Research Methodology
Overview
PortfolioBench is a rigorous research benchmark designed to answer a fundamental question: Can artificial intelligence consistently outperform traditional market benchmarks? By testing the world's most advanced language models in a real-world stock selection scenario, we aim to provide empirical evidence about AI's capabilities in financial decision-making.
The Prompt
Each AI model receives an identical prompt that simulates the role of an elite hedge fund manager. The prompt provides structured access to fundamental financial data for all publicly traded US companies.
# PortfolioBench: The Large Language Model Stock Selection Benchmark
You are participating in PortfolioBench, a competitive research benchmark to test the ability of Large Language Models (LLMs) to select US stocks that will outperform the market. Imagine yourself as a highly competitive, elite world-class professional hedge fund manager.
Your Objective:
From the dataset provided, select a single US stock that you believe will achieve the highest percentage increase in price over the next year.

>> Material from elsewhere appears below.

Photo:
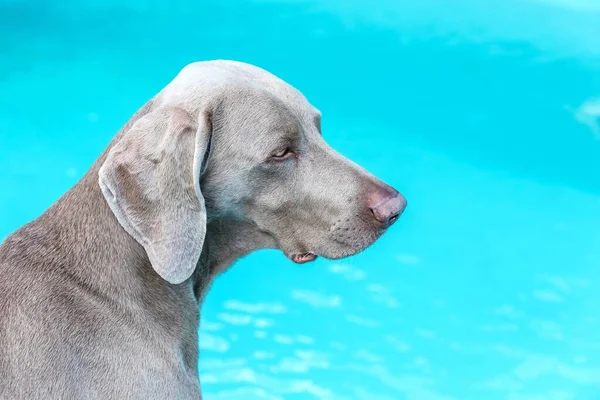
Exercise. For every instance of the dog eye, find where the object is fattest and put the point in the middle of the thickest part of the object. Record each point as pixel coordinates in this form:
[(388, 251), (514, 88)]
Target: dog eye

Your goal is to outperform the S&P 500 and all other LLMs. Your result will be directly compared against both the market and other models.
The highest alpha wins.
Data Provided:
You have structured access to the following metrics for all 3,704 publicly traded US companies:
* Market capitalization (marketcap)
* Stock price in USD (price_usd)
* Total earnings from the last 4 quarters (earnings_ttm)
* Total revenue from the last 4 quarters (revenue_ttm)
* Total Number of Employees (employees_count)
* Price-to-earnings ratio from the last 4 quarters (pe_ratio_ttm)
* Dividend yield (%) (dividend_yield_ttm)
* Operating margin from the last 4 quarters (operating_margin_ttm)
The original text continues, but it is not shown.